Прошло время. Все мы в Москве часто слушали из-за кордона знакомый Толин голос с радиостанции «Свобода». Его взяли туда на работу. Жизнь в СССР и нашу власть Толя не жаловал. Честил как мог, и в хвост и в гриву. Нелицеприятно. Отрабатывал зарплату в твёрдой валюте.

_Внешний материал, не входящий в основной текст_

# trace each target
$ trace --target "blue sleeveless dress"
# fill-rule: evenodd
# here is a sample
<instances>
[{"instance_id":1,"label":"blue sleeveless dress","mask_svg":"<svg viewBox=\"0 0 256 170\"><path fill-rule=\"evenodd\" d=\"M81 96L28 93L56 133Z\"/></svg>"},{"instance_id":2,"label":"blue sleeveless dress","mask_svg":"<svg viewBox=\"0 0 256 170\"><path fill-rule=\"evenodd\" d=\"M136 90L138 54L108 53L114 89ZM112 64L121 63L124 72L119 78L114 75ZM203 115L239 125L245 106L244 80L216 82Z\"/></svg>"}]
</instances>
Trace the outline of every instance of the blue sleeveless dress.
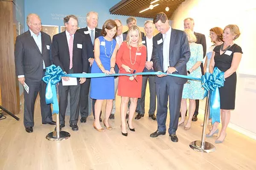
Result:
<instances>
[{"instance_id":1,"label":"blue sleeveless dress","mask_svg":"<svg viewBox=\"0 0 256 170\"><path fill-rule=\"evenodd\" d=\"M113 39L108 41L103 36L98 38L100 42L99 59L104 68L110 70L110 60L116 42ZM112 47L112 48L111 48ZM92 65L92 73L102 73L94 60ZM90 97L98 99L114 99L115 98L114 77L92 78L90 82Z\"/></svg>"}]
</instances>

В Париже Гладилин позвонил нам в гостиницу (что была возле вокзала Сен-Лазар) почти ночью. Сказал, что, прочитав в советском посольстве список приехавшей группы, обрадовался, увидав нашу фамилию. И просил прямо сейчас же с ним встретиться. Будет с женой ждать нас на площади у храма Мадлен, в белой машинке «пежо». Встанет в тени. Только чтоб мы не привели за собой из нашей московской группы «хвост». И мы с Юрой, всё взвесив, всё же пошли, улизнув-таки от «хвоста», что сидел в холле с другими людьми из нашей группы… Много мы ездили с Гладилиными по ночному Парижу. Кстати, на удивление очень тёмному, мрачному (французы рано ложатся спать, рано встают на работу), лишь с двумя отдельными, сияющими электричеством для туристов кварталами Монпарнас и Монмартр с витринами ресторанов и клубов. «Посмотрите налево… Посмотрите направо… А это самый богатый квартал. Видите, там, наверху, в окнах всё сияет. И люстры… Это у них вечеринка…» (Тогда ещё слова «тусовка» не было.) Толя вёл «экскурсию» с такой гордостью, словно дарил нам своё собственное богатство. И торжественно, в качестве апофеоза сказал: «А сейчас я вас повезу в “Ротонду”. Хотите в “Ротонду”?» Ну кто ж от такого откажется! И вот мы вчетвером сидим за столиком в знаменитой «Ротонде» (кафе великих Флобера, Тургенева, Хемингуэя, Эренбурга), правда показавшейся мне в ту полночь пустой, темноватой и просто невзрачной. Чем тут могли восхищаться все великие и невеликие, уж и не знаю. Может, тогда я просто чего-то не поняла? Или дело в том, что именно они, такие великие, тут сидели? А теперь вот скромненько сидим мы?